Hims & Hers Shares Plunge After First-Quarter Loss and Weak Guidance Amid GLP-1 Drug Controversy

Bearish (-0.7)Impact: High

Published on May 12, 2026 (3 hours ago) · By Vibe Trader

Telehealth company Hims & Hers experienced a sharp decline in its stock price, dropping 15.5% in premarket trading on Tuesday following the release of its first-quarter earnings report, which revealed a net loss of $92 million. This loss was nearly double the $50 million reported in the same period last year. Adjusted EBITDA also fell significantly to $44 million from $91 million a year ago. Despite these setbacks, revenue increased by 4% to $608 million, though average monthly revenue per subscriber decreased to $80 from $85 last year [1].

Looking ahead, Hims & Hers provided guidance for the second quarter, expecting revenue between $680 million and $700 million and forecasting adjusted EBITDA up to $55 million. For the full year, the company anticipates revenue up to $3 billion and adjusted EBITDA up to $350 million. Citi analysts described the forecast as "mixed," noting that the second-quarter outlook was below their estimates and highlighting that the first quarter represents a "transition" phase as Hims & Hers reduces its reliance on compounded GLP-1 drugs [1].

The company has been embroiled in controversy regarding its sale of copycat GLP-1 weight loss drugs. In March, Hims & Hers reached an agreement with Novo Nordisk to sell the branded GLP-1 drug Wegovy on its platform and committed to stop advertising cheaper compounded versions. Novo Nordisk had previously threatened legal action, stating that Hims & Hers' sale of copycat Wegovy pills for $49—$100 less than Novo's price—was illegal mass compounding and posed significant risks to patient safety. Hims & Hers ceased selling the pill shortly after the backlash [1].

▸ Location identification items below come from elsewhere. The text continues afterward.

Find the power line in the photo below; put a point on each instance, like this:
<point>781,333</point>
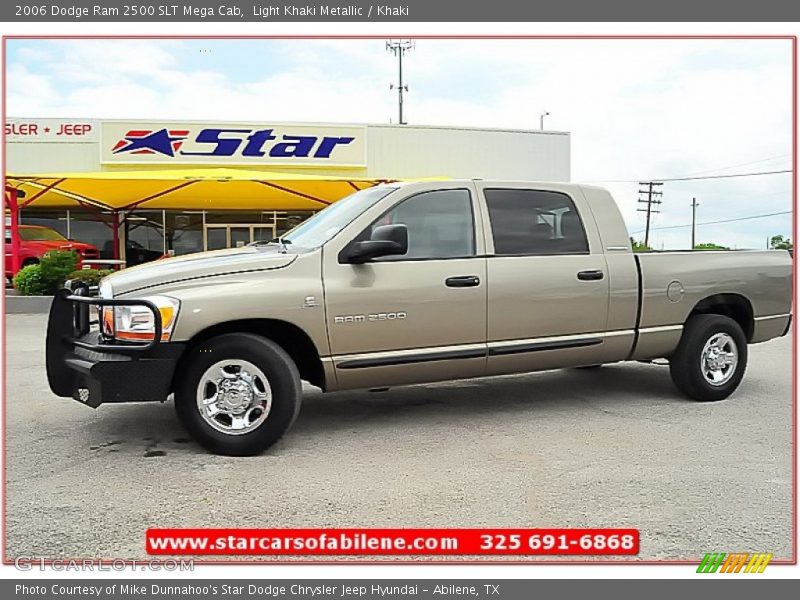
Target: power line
<point>728,176</point>
<point>785,212</point>
<point>697,178</point>
<point>652,198</point>
<point>399,49</point>
<point>752,162</point>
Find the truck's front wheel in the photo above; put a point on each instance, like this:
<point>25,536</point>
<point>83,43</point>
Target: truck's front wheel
<point>711,358</point>
<point>237,393</point>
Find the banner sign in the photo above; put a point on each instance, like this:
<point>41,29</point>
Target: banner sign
<point>52,130</point>
<point>136,142</point>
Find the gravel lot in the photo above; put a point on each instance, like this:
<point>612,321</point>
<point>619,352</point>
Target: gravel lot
<point>611,447</point>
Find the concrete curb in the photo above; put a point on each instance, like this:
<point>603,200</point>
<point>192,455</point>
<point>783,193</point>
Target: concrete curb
<point>16,305</point>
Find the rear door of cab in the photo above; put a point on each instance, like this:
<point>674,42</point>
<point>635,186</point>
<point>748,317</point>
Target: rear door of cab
<point>418,317</point>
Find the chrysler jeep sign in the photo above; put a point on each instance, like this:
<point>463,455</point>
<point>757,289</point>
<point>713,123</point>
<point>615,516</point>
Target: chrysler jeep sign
<point>232,144</point>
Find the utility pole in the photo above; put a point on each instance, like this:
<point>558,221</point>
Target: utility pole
<point>695,204</point>
<point>649,196</point>
<point>399,49</point>
<point>541,120</point>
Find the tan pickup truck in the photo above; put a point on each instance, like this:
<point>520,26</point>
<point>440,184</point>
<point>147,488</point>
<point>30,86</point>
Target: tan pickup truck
<point>411,283</point>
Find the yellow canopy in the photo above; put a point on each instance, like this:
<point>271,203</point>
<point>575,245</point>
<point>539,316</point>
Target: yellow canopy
<point>185,189</point>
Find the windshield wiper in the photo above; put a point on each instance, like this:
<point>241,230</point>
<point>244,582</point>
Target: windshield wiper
<point>282,242</point>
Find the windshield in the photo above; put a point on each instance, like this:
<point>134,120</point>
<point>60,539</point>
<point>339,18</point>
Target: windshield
<point>320,228</point>
<point>40,234</point>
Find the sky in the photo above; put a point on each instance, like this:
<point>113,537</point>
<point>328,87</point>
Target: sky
<point>636,109</point>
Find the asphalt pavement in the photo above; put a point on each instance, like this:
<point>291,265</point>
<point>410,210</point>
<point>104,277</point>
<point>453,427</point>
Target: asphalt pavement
<point>612,447</point>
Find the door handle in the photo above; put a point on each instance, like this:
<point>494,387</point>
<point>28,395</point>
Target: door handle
<point>462,281</point>
<point>590,275</point>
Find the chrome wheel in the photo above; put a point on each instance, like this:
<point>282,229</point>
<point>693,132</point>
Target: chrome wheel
<point>719,359</point>
<point>234,396</point>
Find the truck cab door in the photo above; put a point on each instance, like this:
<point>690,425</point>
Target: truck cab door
<point>415,317</point>
<point>548,280</point>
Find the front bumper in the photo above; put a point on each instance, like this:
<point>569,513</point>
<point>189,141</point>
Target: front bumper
<point>84,366</point>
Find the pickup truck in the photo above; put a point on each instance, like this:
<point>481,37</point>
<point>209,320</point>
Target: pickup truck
<point>408,283</point>
<point>36,241</point>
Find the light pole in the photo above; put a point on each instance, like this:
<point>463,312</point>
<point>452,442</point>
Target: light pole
<point>399,49</point>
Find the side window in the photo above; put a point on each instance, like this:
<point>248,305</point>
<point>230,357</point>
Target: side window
<point>440,225</point>
<point>534,222</point>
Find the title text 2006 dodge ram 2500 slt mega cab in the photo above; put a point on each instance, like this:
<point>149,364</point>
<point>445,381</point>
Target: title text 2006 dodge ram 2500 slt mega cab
<point>411,283</point>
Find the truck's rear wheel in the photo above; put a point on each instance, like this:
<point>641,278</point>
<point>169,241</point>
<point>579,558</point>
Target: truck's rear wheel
<point>711,358</point>
<point>238,393</point>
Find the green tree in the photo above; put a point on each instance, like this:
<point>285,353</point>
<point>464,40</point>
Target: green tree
<point>710,246</point>
<point>639,246</point>
<point>778,242</point>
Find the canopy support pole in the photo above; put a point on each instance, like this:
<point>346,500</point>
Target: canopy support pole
<point>115,234</point>
<point>13,209</point>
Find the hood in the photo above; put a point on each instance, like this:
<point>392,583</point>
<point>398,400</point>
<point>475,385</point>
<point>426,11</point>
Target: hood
<point>195,266</point>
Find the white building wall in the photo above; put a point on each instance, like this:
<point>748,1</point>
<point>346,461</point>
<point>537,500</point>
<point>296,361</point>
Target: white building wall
<point>412,151</point>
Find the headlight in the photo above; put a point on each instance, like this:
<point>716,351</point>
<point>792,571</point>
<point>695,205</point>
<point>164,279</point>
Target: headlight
<point>105,289</point>
<point>136,323</point>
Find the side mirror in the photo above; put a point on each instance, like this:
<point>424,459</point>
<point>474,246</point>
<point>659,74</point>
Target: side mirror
<point>386,240</point>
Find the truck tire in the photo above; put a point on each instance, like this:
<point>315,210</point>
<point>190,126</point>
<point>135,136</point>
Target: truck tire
<point>711,358</point>
<point>237,393</point>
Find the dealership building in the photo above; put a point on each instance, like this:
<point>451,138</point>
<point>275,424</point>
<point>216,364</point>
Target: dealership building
<point>141,189</point>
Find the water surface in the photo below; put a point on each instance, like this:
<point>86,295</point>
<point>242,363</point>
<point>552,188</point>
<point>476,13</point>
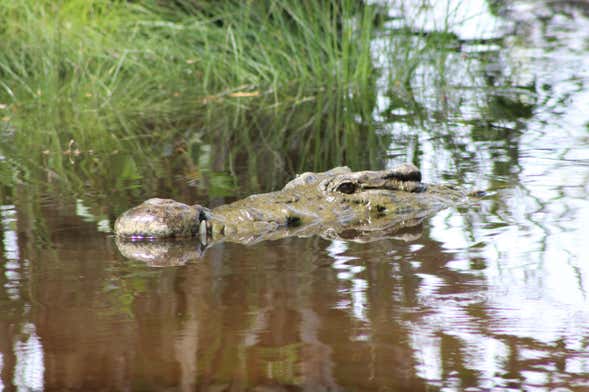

Hims & Hers' stock has historically reacted strongly to news affecting its ability to sell weight loss drugs, which have been highly profitable for the company. The firm previously exploited a regulatory loophole to sell copycat drugs during shortages, even after the shortage was resolved and despite the drug's patent protection until 2032. Novo Nordisk had briefly partnered with Hims & Hers to offer discounted treatments, but the deal ended quickly amid accusations of deceptive marketing and patient safety concerns. Novo Nordisk's CEO confirmed in March that Hims & Hers would no longer advertise compounded products upon receiving branded products [1].

CONCLUSION

Hims & Hers' first-quarter loss and weak guidance, coupled with ongoing controversy over its GLP-1 drug sales, triggered a significant drop in its stock price. The company's transition away from compounded drugs and mixed outlook have raised investor concerns. Market sentiment remains negative as regulatory and partnership issues continue to impact Hims & Hers' profitability and growth prospects.